The story involves the last dragon on earth who's been holed up in a gold mine for ages. A real gold mine—the Mollie Kathleen in Cripple Creek, Colorado. Kat Graham, the heroine, discovers Ye, the dragon, after an accidental fall down an abandoned chute, and consequently triggers the twenty-first century gold rush. Her mishap also endangers Ye and his glittering subterranean Wonderland. In short, it's Calamity Jane colliding with the Reluctant Dragon, and the dragon in turn colliding with our world.

Illustrating a book cover is not a time to indulge the inner artist, though that may happily occur during the process. It’s a time to submit to the needs of the book.

Here's Kat narrating the moment she meets Ye:

And beyond that, smoldering like a thundercloud at dusk, lay the dragon. He was as tarnished and mythological as prehistory itself. Two gold-leafed wings with silver veins were folded along his back; a scarlet ruffle ran ridge-like between them, into the shadows where his tail was curled; two silver strands hung from his chin; two filaments of smoke rose from his nostrils; two glowing eyes glared into mine. Fire-and-cinnamon eyes. They say that dragons can cast a spell with one look—and I believe it. I was stuck in that stare. If I stepped up and peered into it, I’d see myself trapped like an insect in amber.
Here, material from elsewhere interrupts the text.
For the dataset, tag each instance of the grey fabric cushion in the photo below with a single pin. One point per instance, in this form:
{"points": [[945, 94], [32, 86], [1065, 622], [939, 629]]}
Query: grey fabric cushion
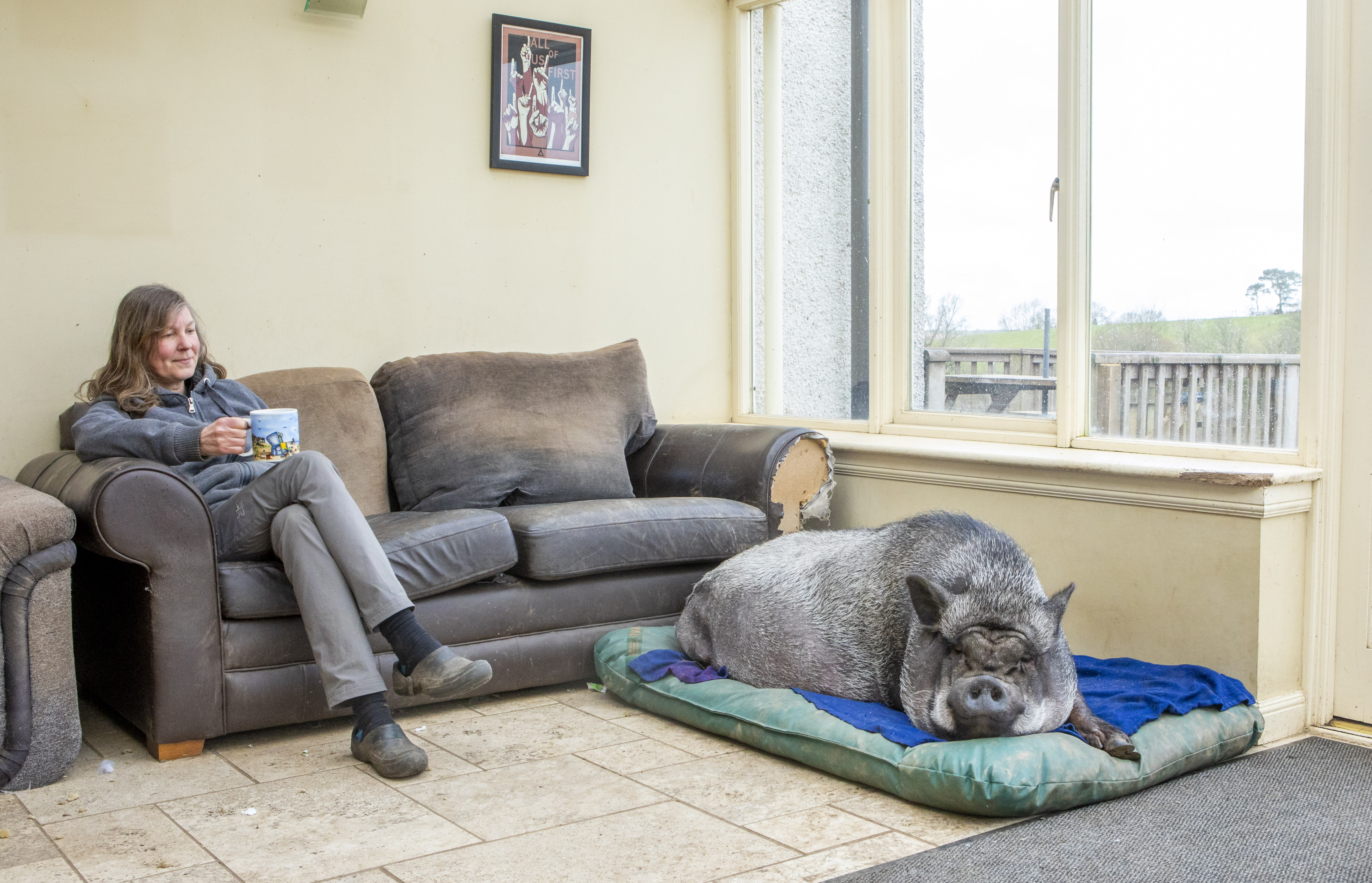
{"points": [[562, 540], [480, 430], [430, 553]]}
My first visuals were simple: a close-up of the girl holding a nugget of gold, and the dragon. (I'm showing one of many here.)
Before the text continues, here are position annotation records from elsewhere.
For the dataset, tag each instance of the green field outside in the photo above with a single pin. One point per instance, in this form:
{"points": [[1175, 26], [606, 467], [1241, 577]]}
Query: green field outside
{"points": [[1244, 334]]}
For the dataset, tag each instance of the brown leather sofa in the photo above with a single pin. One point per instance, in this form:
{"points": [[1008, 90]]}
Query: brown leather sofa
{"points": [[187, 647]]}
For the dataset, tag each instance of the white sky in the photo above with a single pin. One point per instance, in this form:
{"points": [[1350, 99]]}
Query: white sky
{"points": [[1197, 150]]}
The designer, Chad Beckerman, set a rough layout for type on an altered version of a sketch.























Then I thought of focusing more on one of the main elements (pardon the pun): gold. Gold runs like a vein throughout the book. My editor, Howard Reeves, claims I've created a new mythology about dragons and gold, so I tossed a bigger chunk of gold into the picture. This new idea grew from Chad's version, with a nugget replacing the dragon's head as the central image. Gold represents several aspects of theme within the story, besides being something everyone wants to cling to, so this made sense.

It then became a matter of creating depictions true enough to what I'd already described, though I felt the words still eclipsed any pictures I could conjure up with paint.



The girl was easier than the dragon, and a young friend provided the model.


Wanting to stay true to my original vision for the book, which was that of rolling the American West and an ancient dragon into one tumbleweed tale, I aimed for a similar effect for the art and ended up with a stylized version of realism, the kind you’d see on a Buffalo Bill’s Wild West Show poster that features Annie Oakley. And as you delve into the story, my cover decisions become more apparent. Kat’s pose, for example, represents her dilemma: One of her hands is pocket-bound, where she hides not only a stolen chunk of gold but her mother’s heirloom ring, to which Ye has a particular attraction; her other hand reaches out to him in compassion. As for Ye’s looks, he becomes less the stereotypical fierce fire breather after Kat’s first impression, until on further acquaintance you realize he’s a reluctant dragon by choice, becoming the antithesis of greed. A deteriorating nineteenth century wanted poster appears in one of the subplots, so that becomes the cover’s background. I credit the designer for this idea, and an artist friend with the idea of adding faded type. The wanted poster also symbolizes the craze for gold that occurs—everybody wants it—and Kat's world is crumbling; also, the aging dragon's destiny is uncertain. This kind of symbolism is not of course obvious at first glance or even after a studied look, but no matter: It helps convey mood.


In doing the cover for my own novel, the challenge was to successfully perform the task over again in an externally visual way. You’re welcome to read it and conclude for yourself whether this book can be judged by its cover.